Hi, I'm beginner in RStudio. I'm getting the following error when I ran Knit on RMarkdown in RStudio Cloud.
Error in as.character(x$content) :
cannot coerce type 'closure' to vector of type 'character'
Calls: ... eval_with_user_handlers -> eval -> eval -> Corpus -> SimpleCorpus
Execution halted
I am running the following code in RStudio Cloud:
Setup and Data Loading
# Install Packages
install.packages("tm") # for text mining
install.packages("SnowballC") # for text stemming
install.packages("wordcloud") # word-cloud generator
install.packages("RColorBrewer") # color palettes
install.packages("syuzhet") # for sentiment analysis
install.packages("ggplot2") # for plotting graphs
# Load Libraries
library("tm")
library("SnowballC")
library("wordcloud")
library("RColorBrewer")
library("syuzhet")
library("ggplot2")
# Dataset Import
text <- readLines(file.choose())
# Load Data as Corpus
TextDoc <- Corpus(VectorSource(text))
Data Cleanup
As this is a web-scrapped data, it needs some basic cleanup. I'll remove some punctuation, symbols and English stop words from the data-set. Then I'll convert them all into lowercase and remove extra white space. Finally I will be converting the words to their root form by steaming.

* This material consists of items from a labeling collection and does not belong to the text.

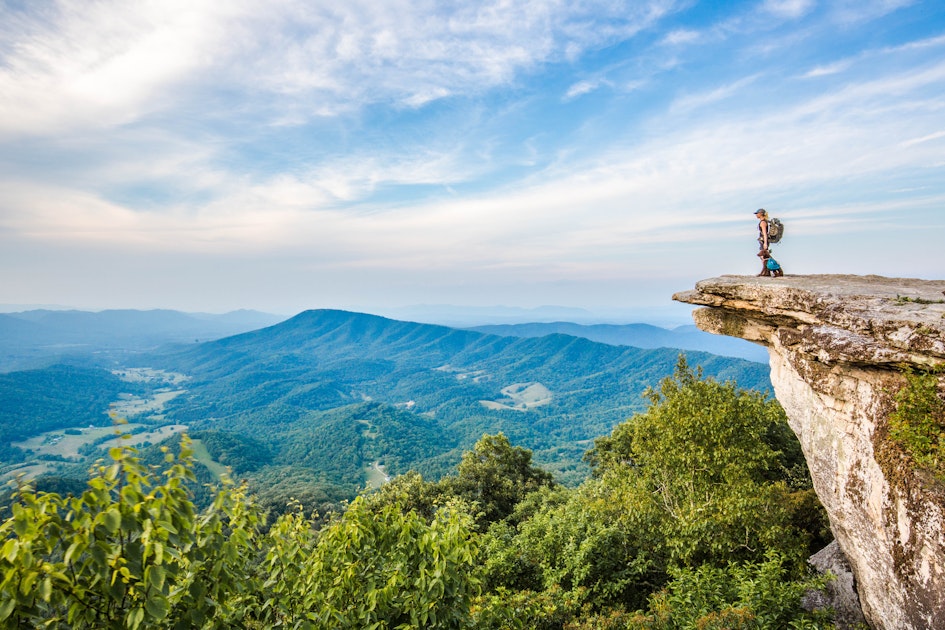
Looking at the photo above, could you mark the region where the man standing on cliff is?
[755,208,771,276]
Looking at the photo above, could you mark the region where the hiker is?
[755,208,771,276]
[758,249,784,278]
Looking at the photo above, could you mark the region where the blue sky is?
[0,0,945,319]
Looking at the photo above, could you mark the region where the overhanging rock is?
[673,275,945,630]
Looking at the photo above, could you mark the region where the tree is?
[443,433,554,529]
[589,356,808,567]
[0,439,259,628]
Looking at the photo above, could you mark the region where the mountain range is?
[0,310,770,493]
[148,310,770,486]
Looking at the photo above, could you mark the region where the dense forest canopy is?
[0,360,830,630]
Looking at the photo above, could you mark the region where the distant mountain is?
[0,310,285,372]
[151,310,770,486]
[469,322,768,363]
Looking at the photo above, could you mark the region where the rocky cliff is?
[673,275,945,630]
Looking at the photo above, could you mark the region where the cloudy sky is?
[0,0,945,324]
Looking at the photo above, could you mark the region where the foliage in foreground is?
[0,361,830,630]
[889,372,945,484]
[0,445,479,629]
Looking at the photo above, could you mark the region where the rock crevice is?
[673,275,945,630]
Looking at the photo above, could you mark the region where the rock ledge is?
[673,275,945,630]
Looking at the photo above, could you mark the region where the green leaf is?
[0,599,16,621]
[144,595,170,620]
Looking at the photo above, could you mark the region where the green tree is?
[0,440,259,628]
[589,357,810,567]
[259,498,480,630]
[442,433,554,529]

toSpace <- content_transformer(function (x , pattern ) gsub(pattern, " ", x))
TextDoc <- tm_map(TextDoc, toSpace, "/") # Replace "/" with Space
TextDoc <- tm_map(TextDoc, toSpace, "@") # Replace "@" with Space
TextDoc <- tm_map(TextDoc, toSpace, "\\|") # Replace "\\|" with Space
TextDoc <- tm_map(TextDoc, toSpace, "-") # Replace "-" with Space
TextDoc <- tm_map(TextDoc, removeNumbers) # Remove Numbers
TextDoc <- tm_map(TextDoc, removePunctuation) # Remove Punctuation
TextDoc <- tm_map(TextDoc, content_transformer(tolower)) # Convert the text to lower case
TextDoc <- tm_map(TextDoc, stripWhitespace) # Remove White space
TextDoc <- tm_map(TextDoc, removeWords, stopwords("english")) # Remove common stop word
TextDoc <- tm_map(TextDoc, stemDocument) # Converting to Root Format
Preliminary Results
Now I'll be viewing the preliminary results to see if there are any un-wanted word counts, which needs to be removing. I'll be using the function TermDocumentMatrix() from the text mining package, it will show a table with frequency of the words. The results will be sorted in descended order and top 400 word frequency will be viewed.

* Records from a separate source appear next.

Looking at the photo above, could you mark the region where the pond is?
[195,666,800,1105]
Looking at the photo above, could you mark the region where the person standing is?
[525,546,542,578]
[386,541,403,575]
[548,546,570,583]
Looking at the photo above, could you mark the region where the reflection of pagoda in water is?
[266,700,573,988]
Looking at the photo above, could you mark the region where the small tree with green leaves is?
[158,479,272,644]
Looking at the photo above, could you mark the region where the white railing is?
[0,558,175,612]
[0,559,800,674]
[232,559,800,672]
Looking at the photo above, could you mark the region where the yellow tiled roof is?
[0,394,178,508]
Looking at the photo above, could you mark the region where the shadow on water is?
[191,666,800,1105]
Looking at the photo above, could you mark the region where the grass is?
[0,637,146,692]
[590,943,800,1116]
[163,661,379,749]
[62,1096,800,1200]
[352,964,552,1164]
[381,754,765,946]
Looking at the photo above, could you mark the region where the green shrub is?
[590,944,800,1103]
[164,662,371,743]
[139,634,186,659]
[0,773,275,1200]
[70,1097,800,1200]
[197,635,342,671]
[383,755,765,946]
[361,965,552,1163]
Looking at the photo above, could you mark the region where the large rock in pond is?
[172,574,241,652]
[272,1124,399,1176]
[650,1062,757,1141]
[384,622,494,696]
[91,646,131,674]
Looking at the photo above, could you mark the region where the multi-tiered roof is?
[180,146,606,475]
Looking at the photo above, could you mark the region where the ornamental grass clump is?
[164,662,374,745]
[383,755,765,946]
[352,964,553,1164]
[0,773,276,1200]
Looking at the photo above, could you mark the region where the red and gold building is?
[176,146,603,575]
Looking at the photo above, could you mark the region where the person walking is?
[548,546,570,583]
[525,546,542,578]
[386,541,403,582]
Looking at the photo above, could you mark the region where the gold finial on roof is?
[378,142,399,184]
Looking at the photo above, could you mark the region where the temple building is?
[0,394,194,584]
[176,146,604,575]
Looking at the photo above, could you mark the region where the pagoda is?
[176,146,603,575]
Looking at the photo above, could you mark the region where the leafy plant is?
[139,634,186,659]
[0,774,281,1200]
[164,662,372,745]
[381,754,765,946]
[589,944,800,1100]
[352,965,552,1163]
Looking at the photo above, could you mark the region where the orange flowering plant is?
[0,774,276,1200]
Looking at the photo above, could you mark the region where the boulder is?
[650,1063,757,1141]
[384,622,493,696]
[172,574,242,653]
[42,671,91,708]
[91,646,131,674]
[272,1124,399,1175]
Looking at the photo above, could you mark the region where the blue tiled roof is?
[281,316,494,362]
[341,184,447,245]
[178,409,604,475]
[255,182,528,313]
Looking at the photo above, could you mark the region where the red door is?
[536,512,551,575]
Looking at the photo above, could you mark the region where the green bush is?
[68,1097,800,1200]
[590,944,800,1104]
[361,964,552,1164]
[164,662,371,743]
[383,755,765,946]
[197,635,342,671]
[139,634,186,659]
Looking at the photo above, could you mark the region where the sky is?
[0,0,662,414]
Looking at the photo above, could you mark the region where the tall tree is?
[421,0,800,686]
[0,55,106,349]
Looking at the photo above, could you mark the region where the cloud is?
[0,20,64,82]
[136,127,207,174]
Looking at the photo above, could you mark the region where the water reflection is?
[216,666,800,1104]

TextDoc_dtm <- TermDocumentMatrix(TextDoc)
dtm_m <- as.matrix(TextDoc_dtm)
dtm_v <- sort(rowSums(dtm_m),decreasing=TRUE)
dtm_d <- data.frame(word = names(dtm_v),freq=dtm_v)
head(dtm_d, 400)
Removing Irrelevant Words
After initial inspection of the result, I'll be removing 61 words from the data-set. Then again load the TermDocumentMatrix() function and count the word frequency.

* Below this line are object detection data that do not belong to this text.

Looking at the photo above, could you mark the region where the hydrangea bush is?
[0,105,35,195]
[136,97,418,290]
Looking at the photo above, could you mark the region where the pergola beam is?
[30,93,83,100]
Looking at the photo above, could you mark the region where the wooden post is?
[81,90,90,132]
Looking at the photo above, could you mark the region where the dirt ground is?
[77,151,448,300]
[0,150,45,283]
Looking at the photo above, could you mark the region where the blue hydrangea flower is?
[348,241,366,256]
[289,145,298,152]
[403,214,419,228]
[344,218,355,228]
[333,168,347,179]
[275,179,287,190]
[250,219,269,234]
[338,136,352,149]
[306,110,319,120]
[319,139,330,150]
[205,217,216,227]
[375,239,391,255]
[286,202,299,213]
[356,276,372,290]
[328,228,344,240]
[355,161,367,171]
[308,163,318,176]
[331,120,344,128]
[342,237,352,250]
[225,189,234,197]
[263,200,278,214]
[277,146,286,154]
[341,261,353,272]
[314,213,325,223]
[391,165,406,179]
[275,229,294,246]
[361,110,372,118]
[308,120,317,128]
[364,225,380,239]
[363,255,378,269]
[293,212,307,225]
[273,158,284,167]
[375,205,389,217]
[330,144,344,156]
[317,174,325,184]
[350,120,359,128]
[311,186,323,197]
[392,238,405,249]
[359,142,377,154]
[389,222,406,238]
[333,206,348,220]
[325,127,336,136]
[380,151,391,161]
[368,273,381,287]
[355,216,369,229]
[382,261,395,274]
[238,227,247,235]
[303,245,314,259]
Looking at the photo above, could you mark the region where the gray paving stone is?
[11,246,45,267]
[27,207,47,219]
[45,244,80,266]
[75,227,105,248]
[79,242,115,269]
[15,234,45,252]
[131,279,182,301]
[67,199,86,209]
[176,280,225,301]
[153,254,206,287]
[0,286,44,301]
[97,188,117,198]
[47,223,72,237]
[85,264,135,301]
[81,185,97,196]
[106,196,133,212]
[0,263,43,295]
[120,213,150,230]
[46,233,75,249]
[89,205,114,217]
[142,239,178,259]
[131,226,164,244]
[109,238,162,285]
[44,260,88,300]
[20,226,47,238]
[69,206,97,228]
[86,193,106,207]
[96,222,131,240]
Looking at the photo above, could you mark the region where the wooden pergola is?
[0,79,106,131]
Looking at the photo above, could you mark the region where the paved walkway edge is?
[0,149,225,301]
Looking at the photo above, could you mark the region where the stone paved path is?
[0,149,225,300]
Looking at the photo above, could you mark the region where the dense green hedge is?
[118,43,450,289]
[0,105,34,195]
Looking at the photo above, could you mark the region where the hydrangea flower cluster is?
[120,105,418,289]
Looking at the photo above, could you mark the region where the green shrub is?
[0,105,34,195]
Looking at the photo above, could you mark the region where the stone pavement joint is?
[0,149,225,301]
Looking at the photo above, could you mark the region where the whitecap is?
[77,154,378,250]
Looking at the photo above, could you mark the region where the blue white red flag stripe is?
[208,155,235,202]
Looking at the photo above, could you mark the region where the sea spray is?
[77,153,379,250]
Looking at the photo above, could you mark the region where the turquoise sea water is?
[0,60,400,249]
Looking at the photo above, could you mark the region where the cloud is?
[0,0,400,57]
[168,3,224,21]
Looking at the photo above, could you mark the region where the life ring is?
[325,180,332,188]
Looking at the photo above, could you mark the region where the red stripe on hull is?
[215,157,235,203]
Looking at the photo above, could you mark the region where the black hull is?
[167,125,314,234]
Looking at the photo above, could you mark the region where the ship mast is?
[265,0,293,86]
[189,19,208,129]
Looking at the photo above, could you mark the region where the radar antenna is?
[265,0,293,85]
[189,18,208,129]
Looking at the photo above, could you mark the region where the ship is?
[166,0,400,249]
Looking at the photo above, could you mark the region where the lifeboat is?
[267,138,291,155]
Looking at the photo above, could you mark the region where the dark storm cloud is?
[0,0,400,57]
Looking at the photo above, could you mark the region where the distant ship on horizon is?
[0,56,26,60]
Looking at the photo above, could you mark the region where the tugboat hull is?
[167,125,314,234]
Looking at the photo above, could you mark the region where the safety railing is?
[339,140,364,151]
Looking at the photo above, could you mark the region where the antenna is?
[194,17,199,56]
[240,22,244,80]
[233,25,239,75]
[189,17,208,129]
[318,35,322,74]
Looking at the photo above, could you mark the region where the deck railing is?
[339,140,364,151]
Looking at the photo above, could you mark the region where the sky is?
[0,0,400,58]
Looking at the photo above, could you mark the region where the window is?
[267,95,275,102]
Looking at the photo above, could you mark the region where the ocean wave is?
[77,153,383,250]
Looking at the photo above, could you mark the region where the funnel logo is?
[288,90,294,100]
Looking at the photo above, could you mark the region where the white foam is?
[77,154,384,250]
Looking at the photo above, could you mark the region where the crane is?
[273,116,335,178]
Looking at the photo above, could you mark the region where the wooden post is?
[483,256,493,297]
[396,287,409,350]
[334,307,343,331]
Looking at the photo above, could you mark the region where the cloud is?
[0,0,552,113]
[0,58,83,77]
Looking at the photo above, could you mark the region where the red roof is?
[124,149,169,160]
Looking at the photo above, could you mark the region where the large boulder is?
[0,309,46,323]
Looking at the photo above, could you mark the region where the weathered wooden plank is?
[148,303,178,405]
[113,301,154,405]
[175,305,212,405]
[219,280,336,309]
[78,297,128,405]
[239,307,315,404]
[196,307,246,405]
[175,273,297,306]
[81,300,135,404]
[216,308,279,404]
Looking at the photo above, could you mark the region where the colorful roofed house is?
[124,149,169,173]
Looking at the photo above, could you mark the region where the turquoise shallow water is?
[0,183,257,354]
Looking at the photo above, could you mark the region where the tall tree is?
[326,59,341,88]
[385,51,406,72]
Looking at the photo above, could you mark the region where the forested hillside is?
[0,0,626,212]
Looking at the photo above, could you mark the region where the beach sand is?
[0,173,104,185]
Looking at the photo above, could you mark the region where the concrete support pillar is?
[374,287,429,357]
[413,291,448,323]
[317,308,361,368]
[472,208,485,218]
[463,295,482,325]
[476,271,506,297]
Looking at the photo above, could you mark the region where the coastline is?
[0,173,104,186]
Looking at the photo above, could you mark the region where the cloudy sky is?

TextDoc <- tm_map(TextDoc, removeWords, c("data","experi","work", "analyt", "manag", "skill", "abil", "strong", "knowledg", "use", "understand", "includ", "process", "develop", "servic", "client", "technic", "build", "stakehold", "requir", "learn", "effect", "system", "good", "degre", "year", "intern", "analysi", "technolog", "within", "level", "account", "project", "engin", "financ", "will", "abl", "perform", "activ", "relev", "industri", "visualis", "solut", "etc", "creat", "relationship", "present", "solv", "comfort", "coach", "relat", "provid", "previous", "written", "organis", "program", "profici", "queri", "deliv", "time","oper"))
Generating Word Cloud
Now that the result is per my satisfaction, I'll be visualizing the output with a Word Cloud with minimum frequency of 5 and maximum word count of 250 in the Descending Order.
#generate word cloud
set.seed(1234)
wordcloud(words = dtm_d$word, freq = dtm_d$freq, min.freq = 5,
max.words=250, random.order=FALSE, rot.per=0.40,
colors=brewer.pal(8, "Dark2"))
Skills Association
From the previous results, I know which skills are in demand for Data Analyst. Now I need to find out the top skills association with other words, for the following skills, within co:relation of minimum 0.25.
findAssocs(TextDoc_dtm, terms = c("sql","python","alteryx","insight","excel", "azur", "tableau", "powerbi", "model","communic", "team"), corlimit = 0.25)